On the more mundane points raised here, which perhaps should be split off into a separate topic, though not sure how or where and thus leave that to the moderators …
(It looks, at first glance, as if I should avoid or automatically prune out any semi-colons in note names to avoid ambiguity)
Semicolons have a special meaning as I found out (again) the hard way here. Easy enough to handle as long as one doesn’t forget!
(and it has shown me stamps, which I had somehow missed …)
Stamps are great. I am more comfortable running action code in stamps more than in agents or rules. I showed a rule in the simple example above as that was easier to include in the screenshot.
If you do a lot of your work in scripts outside Tinderbox (a reasonable assumption!) then stamps give you an off-label way to run action code from a script.
First you select the notes in Tinderbox. You can do that manually of course. But also (despite the statement in Tinderbox Help to the contrary) you can easily select multiple notes from a script, with something like this (an example that selects all notes with 1 in their name):
## select multiple Tinderbox notes
tell application "Tinderbox 8"
tell front document
set notes1 to notes whose name contains "1"
repeat with i from 1 to length of notes1
set selection i to item i of notes1
end repeat
end tell
end tell
Then you can run a stamp on those notes from a script with something like this.
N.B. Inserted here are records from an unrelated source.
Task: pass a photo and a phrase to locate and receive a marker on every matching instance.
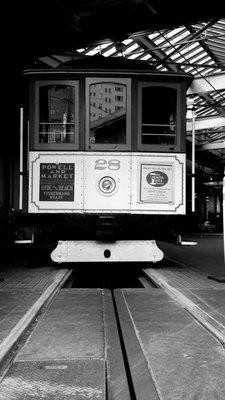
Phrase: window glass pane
(107, 113)
(57, 114)
(159, 106)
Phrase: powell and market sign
(56, 182)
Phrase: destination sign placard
(56, 182)
(156, 183)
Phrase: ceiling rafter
(149, 46)
(205, 46)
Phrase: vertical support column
(21, 161)
(224, 216)
(193, 163)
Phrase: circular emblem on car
(157, 178)
(107, 185)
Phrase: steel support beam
(212, 146)
(206, 123)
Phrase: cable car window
(108, 114)
(159, 109)
(58, 116)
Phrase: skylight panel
(127, 41)
(93, 51)
(178, 39)
(159, 41)
(109, 52)
(131, 48)
(152, 36)
(146, 57)
(175, 31)
(133, 56)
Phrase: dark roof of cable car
(98, 64)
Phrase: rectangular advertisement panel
(157, 183)
(56, 182)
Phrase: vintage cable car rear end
(107, 152)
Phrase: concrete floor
(207, 255)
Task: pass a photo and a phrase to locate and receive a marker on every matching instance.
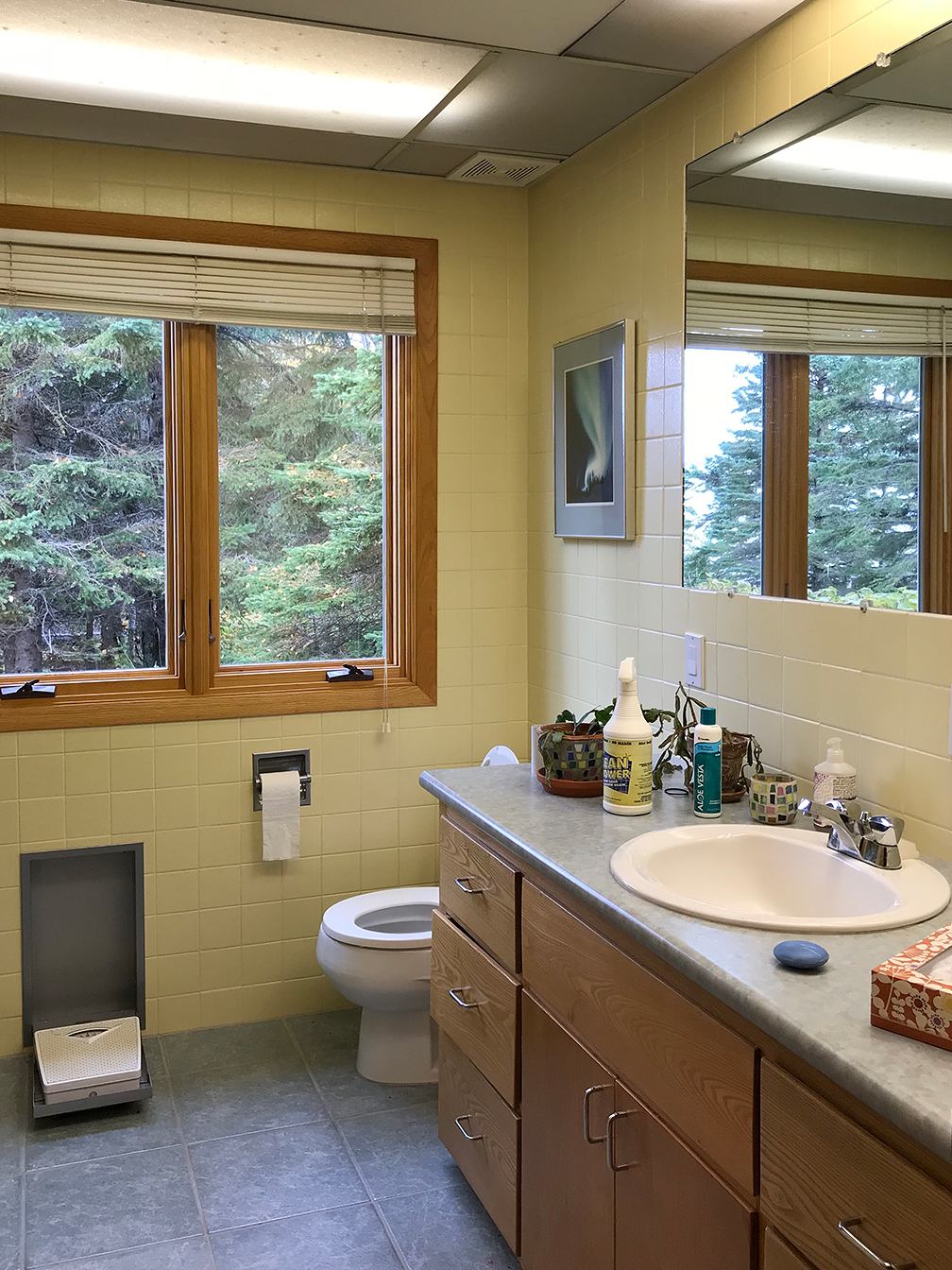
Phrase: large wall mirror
(818, 458)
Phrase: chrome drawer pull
(469, 1137)
(844, 1228)
(457, 995)
(620, 1169)
(586, 1125)
(465, 885)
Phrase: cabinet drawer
(686, 1064)
(482, 893)
(469, 1105)
(819, 1170)
(475, 1003)
(779, 1256)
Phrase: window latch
(30, 689)
(349, 673)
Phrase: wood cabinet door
(568, 1196)
(671, 1210)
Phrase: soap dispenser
(627, 761)
(834, 778)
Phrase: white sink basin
(774, 878)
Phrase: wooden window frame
(786, 447)
(193, 686)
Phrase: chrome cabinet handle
(609, 1148)
(456, 993)
(469, 1137)
(586, 1124)
(468, 889)
(845, 1229)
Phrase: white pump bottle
(627, 763)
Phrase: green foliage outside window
(83, 494)
(863, 486)
(301, 494)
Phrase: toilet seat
(398, 918)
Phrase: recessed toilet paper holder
(280, 761)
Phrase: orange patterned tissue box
(911, 993)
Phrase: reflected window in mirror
(722, 469)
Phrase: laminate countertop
(823, 1018)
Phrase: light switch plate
(693, 661)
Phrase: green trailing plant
(550, 742)
(672, 750)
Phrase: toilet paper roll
(280, 815)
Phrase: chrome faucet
(855, 832)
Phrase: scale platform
(84, 977)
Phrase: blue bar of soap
(801, 954)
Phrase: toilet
(376, 952)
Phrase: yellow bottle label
(627, 772)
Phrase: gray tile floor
(261, 1149)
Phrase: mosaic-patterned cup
(774, 798)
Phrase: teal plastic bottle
(707, 766)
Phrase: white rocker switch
(693, 661)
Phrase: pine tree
(863, 486)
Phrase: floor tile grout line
(111, 1252)
(188, 1162)
(377, 1210)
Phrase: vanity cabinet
(604, 1182)
(568, 1193)
(611, 1115)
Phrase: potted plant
(738, 748)
(572, 752)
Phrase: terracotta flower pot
(734, 756)
(579, 756)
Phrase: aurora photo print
(589, 435)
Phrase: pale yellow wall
(229, 937)
(744, 235)
(607, 242)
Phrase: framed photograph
(590, 473)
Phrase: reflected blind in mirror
(797, 323)
(342, 294)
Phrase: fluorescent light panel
(214, 65)
(892, 148)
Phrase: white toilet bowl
(376, 952)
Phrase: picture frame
(589, 388)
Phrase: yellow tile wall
(607, 242)
(229, 937)
(742, 235)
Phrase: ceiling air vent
(489, 169)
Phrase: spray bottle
(627, 763)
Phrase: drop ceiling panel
(71, 122)
(545, 106)
(538, 26)
(214, 65)
(428, 159)
(892, 148)
(682, 34)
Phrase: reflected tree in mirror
(81, 493)
(722, 469)
(301, 494)
(863, 479)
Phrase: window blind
(793, 323)
(210, 288)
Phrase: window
(198, 517)
(830, 414)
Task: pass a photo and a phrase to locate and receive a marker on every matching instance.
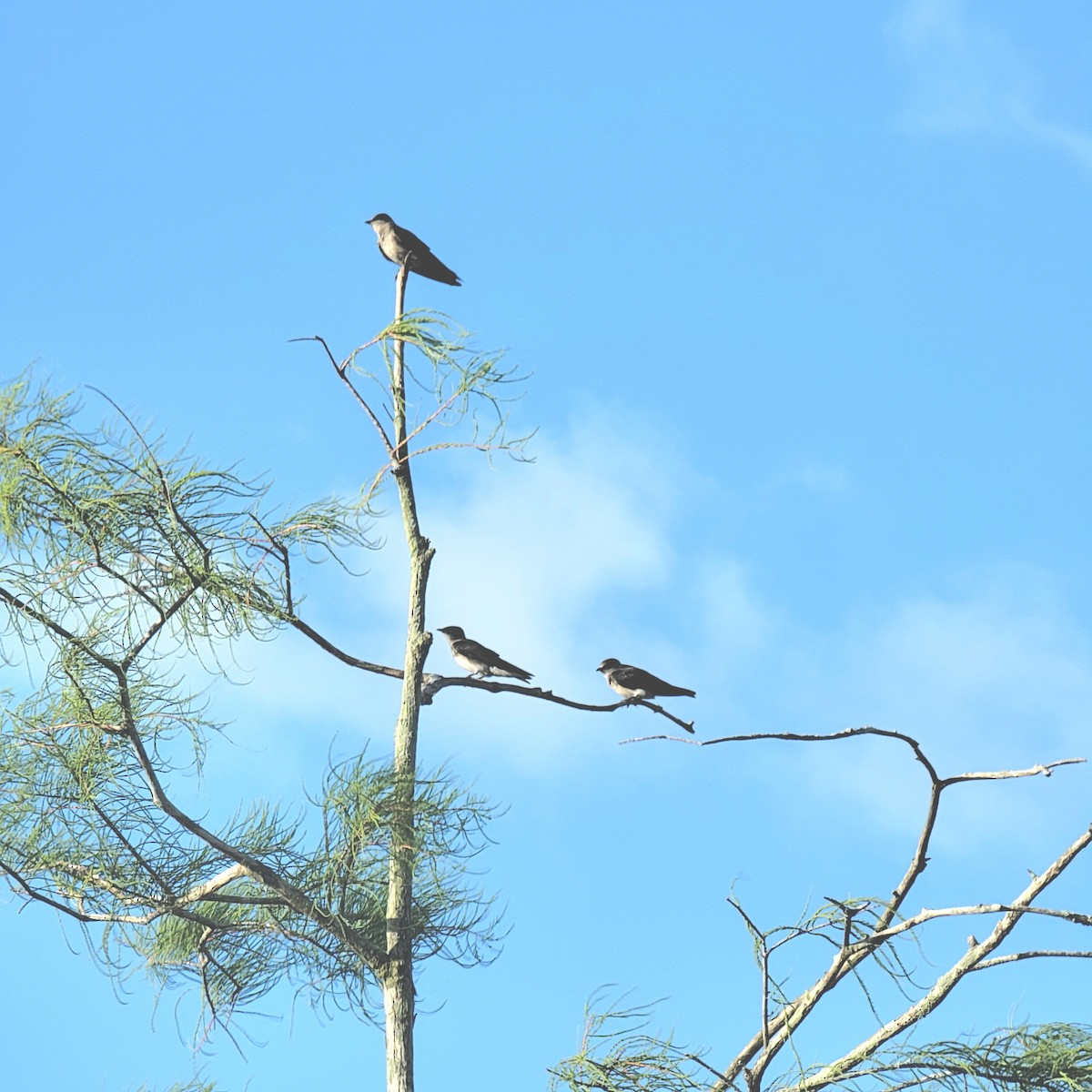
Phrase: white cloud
(967, 76)
(545, 561)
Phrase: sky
(801, 292)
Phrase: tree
(868, 938)
(121, 560)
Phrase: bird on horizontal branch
(634, 683)
(478, 659)
(396, 244)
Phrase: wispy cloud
(552, 566)
(967, 76)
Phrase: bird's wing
(633, 678)
(412, 243)
(474, 651)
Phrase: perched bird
(396, 243)
(478, 659)
(633, 683)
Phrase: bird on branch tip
(636, 685)
(478, 659)
(396, 244)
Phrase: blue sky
(804, 294)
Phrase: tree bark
(398, 981)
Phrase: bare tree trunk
(398, 981)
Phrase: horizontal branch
(986, 907)
(1015, 956)
(976, 955)
(366, 665)
(432, 683)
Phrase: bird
(636, 685)
(396, 243)
(478, 659)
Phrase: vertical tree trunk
(398, 982)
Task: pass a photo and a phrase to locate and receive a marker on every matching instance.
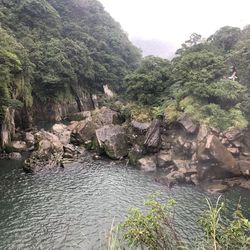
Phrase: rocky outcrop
(106, 116)
(153, 137)
(187, 123)
(148, 164)
(51, 150)
(113, 141)
(213, 151)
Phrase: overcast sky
(175, 20)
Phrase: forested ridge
(208, 79)
(51, 48)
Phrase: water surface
(74, 207)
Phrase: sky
(174, 21)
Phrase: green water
(74, 207)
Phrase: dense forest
(53, 49)
(208, 79)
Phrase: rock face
(51, 150)
(164, 159)
(113, 140)
(147, 164)
(106, 116)
(140, 127)
(244, 167)
(214, 151)
(187, 123)
(83, 132)
(153, 137)
(19, 146)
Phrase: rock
(59, 128)
(140, 127)
(187, 123)
(135, 154)
(15, 156)
(244, 167)
(106, 116)
(147, 164)
(215, 152)
(234, 135)
(172, 178)
(153, 137)
(83, 132)
(194, 179)
(234, 151)
(79, 116)
(29, 139)
(113, 140)
(164, 159)
(215, 187)
(203, 133)
(19, 146)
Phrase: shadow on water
(74, 208)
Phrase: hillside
(58, 52)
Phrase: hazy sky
(175, 20)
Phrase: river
(74, 208)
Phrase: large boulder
(187, 123)
(244, 167)
(62, 132)
(135, 153)
(112, 140)
(140, 127)
(148, 163)
(153, 137)
(83, 132)
(213, 151)
(19, 146)
(164, 159)
(106, 116)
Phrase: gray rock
(187, 123)
(106, 116)
(147, 164)
(19, 146)
(216, 152)
(153, 137)
(113, 140)
(164, 159)
(203, 133)
(15, 156)
(140, 127)
(245, 167)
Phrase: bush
(221, 235)
(154, 229)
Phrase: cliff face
(7, 127)
(54, 55)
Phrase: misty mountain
(155, 47)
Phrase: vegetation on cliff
(59, 47)
(198, 81)
(156, 229)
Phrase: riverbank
(75, 206)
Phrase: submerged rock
(187, 123)
(148, 163)
(153, 137)
(215, 152)
(112, 140)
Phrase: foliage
(220, 235)
(154, 229)
(148, 81)
(71, 44)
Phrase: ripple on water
(75, 207)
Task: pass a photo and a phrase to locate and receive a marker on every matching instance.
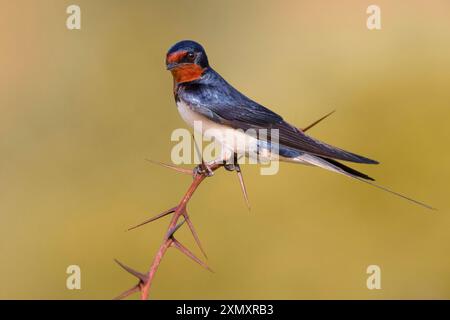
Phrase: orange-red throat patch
(187, 72)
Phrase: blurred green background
(81, 110)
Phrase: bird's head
(187, 61)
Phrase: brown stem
(168, 238)
(145, 280)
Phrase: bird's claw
(202, 169)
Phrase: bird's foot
(202, 169)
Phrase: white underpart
(240, 142)
(231, 140)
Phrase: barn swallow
(201, 94)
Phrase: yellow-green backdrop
(80, 111)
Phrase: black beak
(170, 66)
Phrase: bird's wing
(228, 106)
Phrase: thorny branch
(200, 173)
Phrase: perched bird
(201, 94)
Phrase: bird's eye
(191, 56)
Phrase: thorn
(171, 232)
(317, 121)
(242, 183)
(163, 214)
(127, 293)
(142, 277)
(186, 251)
(194, 233)
(169, 166)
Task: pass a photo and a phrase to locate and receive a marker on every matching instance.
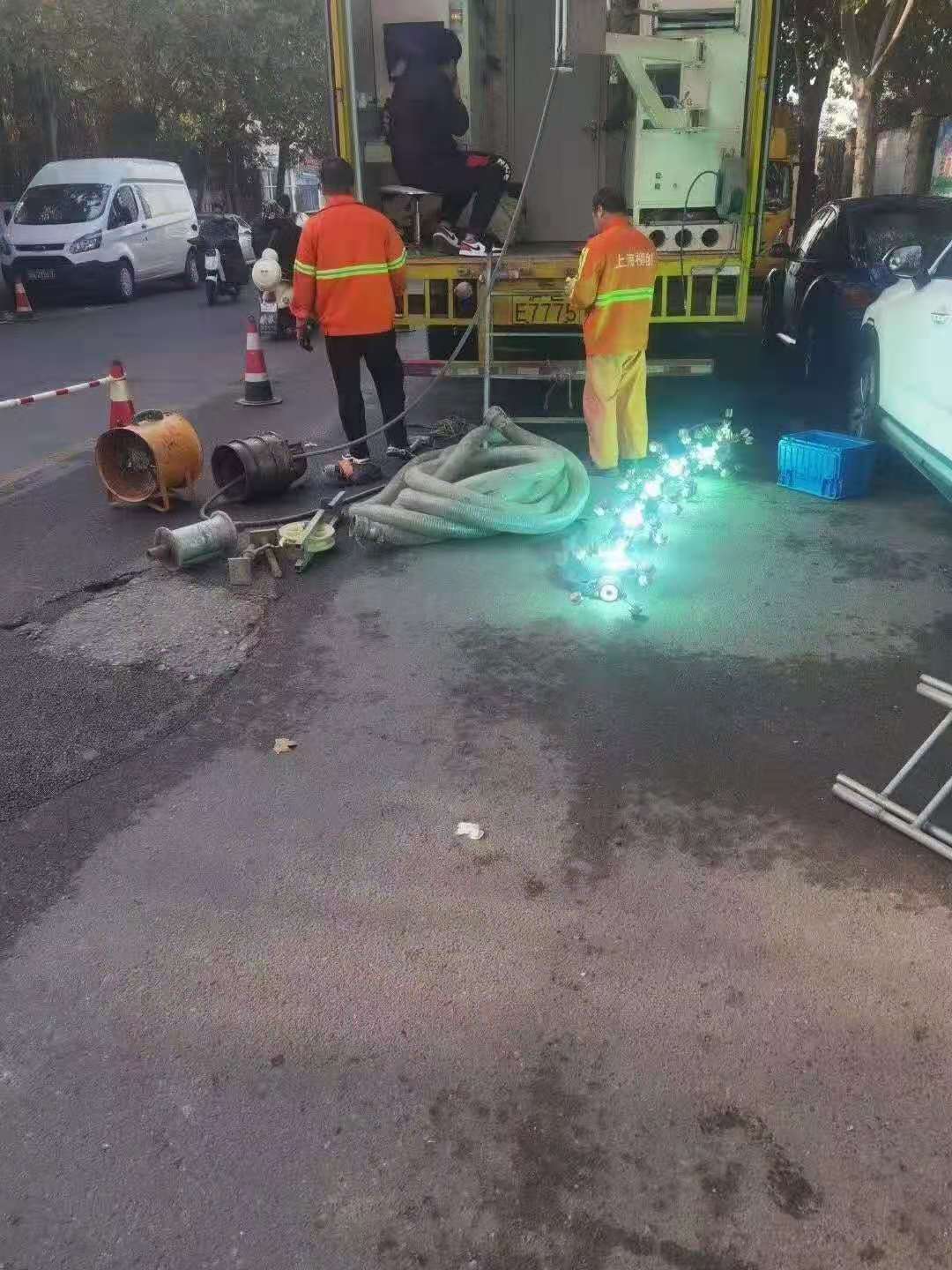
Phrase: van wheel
(124, 282)
(190, 274)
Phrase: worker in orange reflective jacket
(614, 291)
(349, 276)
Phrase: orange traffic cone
(23, 306)
(258, 385)
(121, 407)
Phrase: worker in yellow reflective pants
(616, 409)
(614, 288)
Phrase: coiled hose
(499, 479)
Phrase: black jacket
(285, 240)
(426, 118)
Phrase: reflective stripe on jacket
(614, 288)
(351, 270)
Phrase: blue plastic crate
(827, 464)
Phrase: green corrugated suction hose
(499, 479)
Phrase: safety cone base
(258, 385)
(271, 400)
(25, 310)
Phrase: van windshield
(61, 205)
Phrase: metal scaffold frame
(917, 826)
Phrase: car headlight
(88, 243)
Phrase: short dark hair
(449, 48)
(337, 176)
(609, 201)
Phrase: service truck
(666, 100)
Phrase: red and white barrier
(258, 385)
(118, 394)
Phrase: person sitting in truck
(426, 117)
(614, 291)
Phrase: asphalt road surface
(677, 1009)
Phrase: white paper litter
(470, 830)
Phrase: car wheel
(124, 282)
(814, 351)
(865, 406)
(190, 274)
## apply Stamp to selected Tinderbox notes
-- http://www.macosxautomation.com/applescript/uiscripting/index.html
my do_menu("Tinderbox 8", "Stamps", "MyStampName")
on do_menu(app_name, menu_name, menu_item)
try
tell application app_name to activate --must bring to front
tell application "System Events"
tell process app_name
tell menu bar 1
tell menu bar item menu_name
tell menu menu_name
click menu item menu_item
end tell
end tell
end tell
end tell
end tell
return true
on error error_message
return false
end try
end do_menu
Stamps need to be set up in Tinderbox manually first. But you can also run action code from a script with no prior manual prep in Tinderbox by creating an agent from the script and having the script set the value for its AgentAction, something like this:
tell application "Tinderbox 8"
tell front document
set myAgent to make new agent
tell myAgent
set name to "MyNewAgent"
set value of attribute "AgentQuery" to "$Name.contains(" & quote & "1" & quote & ")"
set value of attribute "AgentAction" to "$Color=" & quote & "red" & quote
end tell
end tell
end tell
Or create a note from a script and set a value for its Rule…
Lots of new possibilities with the new scripting support!